Tells the LDM/HDM card firmware to monitor data port lead number 4, every 5 seconds.

cnfleadmon 4 5

sw180 TN Cisco IGX 8420 9.3.r5 Dec. 20 2000 13:34 GMT | LDM | HDM/SDI-RS232 | HDM/SDI-RS449 | HDM/SDI-V35 | index | DCE : DTE | DCE : DTE | DCE : DTE | DCE : DTE | 1 : :TST/25 IS/28 :SB/36 : 2 : LL/18 :RI/22 LL/10 :IC/15 :RI/J 3 DTR/20 :DSR/6 DTR/20 :DSR/6 TR/12&30 :DM/11&29 DTR/H :DSR/E ===> 4 RTS/4 :CTS/5 RTS/4 :CTS/5 RS/7&25 :CS/9&27 RTS/C :CTS/D 5 : STxD/14 :SRxD/16 : : 6 : RL/21 : RL/14 :TM/18 :TM/K 7 :DCD/8 :DCD/8 NS/34 :RR/13&31 :DCD/F 8 : SRTS/19 :SCTS/13 : : 9 : :SDCD/12 : : 10 : SF/23 :SI/23 SF/16 :SI/2 : 11 : : :SQ/33 : 12 : ***/11 :QM/11 SS/32 : : Sampling interval for HDM or LDM control lead shown above ...... 5 seconds Last Command: cnfleadmon 4 5

cnfln (configure line)

Configures a line to be compatible with the device to which it connects. (Older alias: cnfcln). The cnfln command applies to voice, data, Frame Relay, ATM, and IMA lines. See the table in this definition section for a list of the front and matching back cards.
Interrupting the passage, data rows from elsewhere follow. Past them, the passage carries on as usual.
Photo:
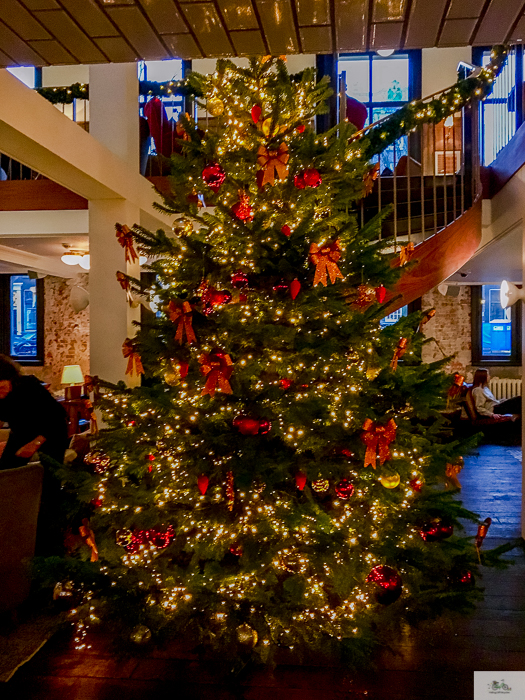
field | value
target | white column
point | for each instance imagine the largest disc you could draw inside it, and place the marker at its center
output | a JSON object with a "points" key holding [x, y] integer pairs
{"points": [[113, 92]]}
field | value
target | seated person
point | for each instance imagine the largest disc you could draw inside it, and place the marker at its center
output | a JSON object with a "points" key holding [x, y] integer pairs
{"points": [[485, 401]]}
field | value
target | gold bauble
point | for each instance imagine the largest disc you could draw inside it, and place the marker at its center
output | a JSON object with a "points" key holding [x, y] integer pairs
{"points": [[390, 481], [215, 107], [247, 635]]}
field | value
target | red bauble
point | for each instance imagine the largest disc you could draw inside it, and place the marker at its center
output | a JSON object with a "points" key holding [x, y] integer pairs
{"points": [[312, 178], [388, 582], [380, 293], [252, 426], [213, 175], [295, 288], [256, 114], [300, 480], [416, 484], [239, 279], [202, 483], [344, 489], [436, 531]]}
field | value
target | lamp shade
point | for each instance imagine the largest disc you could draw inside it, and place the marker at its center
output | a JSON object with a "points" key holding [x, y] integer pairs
{"points": [[509, 294], [72, 374]]}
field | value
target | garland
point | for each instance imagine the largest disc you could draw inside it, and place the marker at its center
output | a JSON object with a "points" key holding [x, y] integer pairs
{"points": [[419, 112]]}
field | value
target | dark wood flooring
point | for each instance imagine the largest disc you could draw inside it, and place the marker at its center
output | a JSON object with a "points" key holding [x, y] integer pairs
{"points": [[435, 664]]}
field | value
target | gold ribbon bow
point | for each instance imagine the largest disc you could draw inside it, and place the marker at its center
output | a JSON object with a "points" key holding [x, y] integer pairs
{"points": [[324, 258], [273, 163], [125, 238], [399, 352], [183, 315], [217, 367], [124, 283], [377, 438], [134, 361], [88, 537]]}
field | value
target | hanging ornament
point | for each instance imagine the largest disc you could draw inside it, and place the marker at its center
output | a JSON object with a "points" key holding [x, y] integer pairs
{"points": [[273, 164], [230, 492], [99, 460], [247, 636], [344, 489], [380, 293], [436, 531], [214, 176], [215, 107], [134, 367], [239, 279], [300, 480], [125, 238], [217, 367], [251, 426], [202, 483], [295, 288], [365, 296], [140, 635], [242, 209], [390, 481], [388, 583], [399, 352], [256, 113], [378, 438], [324, 258], [181, 313]]}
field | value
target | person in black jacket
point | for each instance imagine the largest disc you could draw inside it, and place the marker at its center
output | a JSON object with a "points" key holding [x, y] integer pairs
{"points": [[37, 423]]}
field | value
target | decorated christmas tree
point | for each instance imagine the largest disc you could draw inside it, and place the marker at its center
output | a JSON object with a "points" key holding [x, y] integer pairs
{"points": [[278, 480]]}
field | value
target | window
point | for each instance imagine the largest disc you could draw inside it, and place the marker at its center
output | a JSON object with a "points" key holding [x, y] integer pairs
{"points": [[495, 331], [383, 84], [21, 321]]}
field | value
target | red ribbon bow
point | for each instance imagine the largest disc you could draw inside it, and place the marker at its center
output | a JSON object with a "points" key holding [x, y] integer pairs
{"points": [[377, 438], [273, 163], [125, 238], [183, 315], [399, 352], [134, 361], [217, 367], [324, 258]]}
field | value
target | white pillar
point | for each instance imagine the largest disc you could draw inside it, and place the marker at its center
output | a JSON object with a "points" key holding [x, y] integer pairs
{"points": [[114, 121]]}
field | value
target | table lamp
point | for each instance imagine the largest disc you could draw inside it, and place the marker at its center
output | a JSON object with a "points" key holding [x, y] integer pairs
{"points": [[72, 375]]}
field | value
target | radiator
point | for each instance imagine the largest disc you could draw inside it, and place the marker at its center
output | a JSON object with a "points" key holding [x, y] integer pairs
{"points": [[505, 388]]}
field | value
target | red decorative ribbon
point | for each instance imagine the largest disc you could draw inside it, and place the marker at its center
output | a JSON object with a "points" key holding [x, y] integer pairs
{"points": [[88, 537], [399, 352], [125, 238], [377, 439], [273, 163], [124, 283], [217, 367], [134, 361], [182, 314], [324, 258]]}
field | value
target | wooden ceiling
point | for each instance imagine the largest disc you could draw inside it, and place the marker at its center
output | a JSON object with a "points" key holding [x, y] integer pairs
{"points": [[53, 32]]}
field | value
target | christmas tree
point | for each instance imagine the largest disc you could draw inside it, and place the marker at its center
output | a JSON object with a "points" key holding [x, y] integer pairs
{"points": [[278, 481]]}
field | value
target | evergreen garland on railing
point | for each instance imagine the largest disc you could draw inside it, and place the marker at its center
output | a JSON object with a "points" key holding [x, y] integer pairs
{"points": [[418, 112]]}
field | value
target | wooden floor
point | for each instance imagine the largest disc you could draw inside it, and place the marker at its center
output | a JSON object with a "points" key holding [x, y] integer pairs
{"points": [[437, 664]]}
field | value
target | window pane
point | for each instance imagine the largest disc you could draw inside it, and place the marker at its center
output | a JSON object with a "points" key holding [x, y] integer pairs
{"points": [[23, 316], [496, 326], [390, 79], [357, 77], [393, 317]]}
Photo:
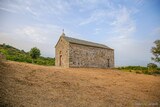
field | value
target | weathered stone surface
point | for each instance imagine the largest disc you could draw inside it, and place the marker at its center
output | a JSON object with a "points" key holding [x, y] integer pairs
{"points": [[62, 49], [78, 55], [87, 56]]}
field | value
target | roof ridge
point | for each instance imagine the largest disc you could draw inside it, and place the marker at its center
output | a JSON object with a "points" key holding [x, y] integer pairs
{"points": [[84, 42]]}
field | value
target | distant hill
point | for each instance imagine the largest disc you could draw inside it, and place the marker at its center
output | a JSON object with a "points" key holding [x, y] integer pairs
{"points": [[15, 54]]}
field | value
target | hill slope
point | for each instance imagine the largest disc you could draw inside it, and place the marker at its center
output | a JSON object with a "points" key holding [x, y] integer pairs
{"points": [[30, 85], [15, 54]]}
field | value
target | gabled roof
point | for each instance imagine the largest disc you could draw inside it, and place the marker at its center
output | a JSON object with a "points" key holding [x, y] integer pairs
{"points": [[83, 42]]}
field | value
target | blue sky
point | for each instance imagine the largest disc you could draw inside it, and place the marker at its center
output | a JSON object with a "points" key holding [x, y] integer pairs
{"points": [[128, 26]]}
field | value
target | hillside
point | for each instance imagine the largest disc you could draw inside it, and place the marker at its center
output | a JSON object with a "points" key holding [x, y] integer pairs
{"points": [[29, 85], [15, 54]]}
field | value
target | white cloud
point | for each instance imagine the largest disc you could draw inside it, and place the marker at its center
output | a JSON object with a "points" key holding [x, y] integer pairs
{"points": [[123, 24]]}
Because of the variety of line types and characteristics, separate parameters sections define the parameters for specific line types. The system automatically presents the correct options on the command line for each line type. If a parameter is not applicable to a card type, the system displays the parameter in half-tone or the parameter value field with dashed lines.

For an IMA line, you can add or delete links in an IMA group, or specify the number of retained links for an IMA configuration. By default, the number of retained links is the same as the number of lines grouped together when the IMA group is created. For example, the command "upln 3.1-4" results in 4 lines in an IMA group with 4 retained links. If one link fails, the IMA line fails. Using the cnfln command, you can change the Retained Links parameter to a lesser number, for example, 3. Therefore, if one of the lines fails, the IMA line remains active.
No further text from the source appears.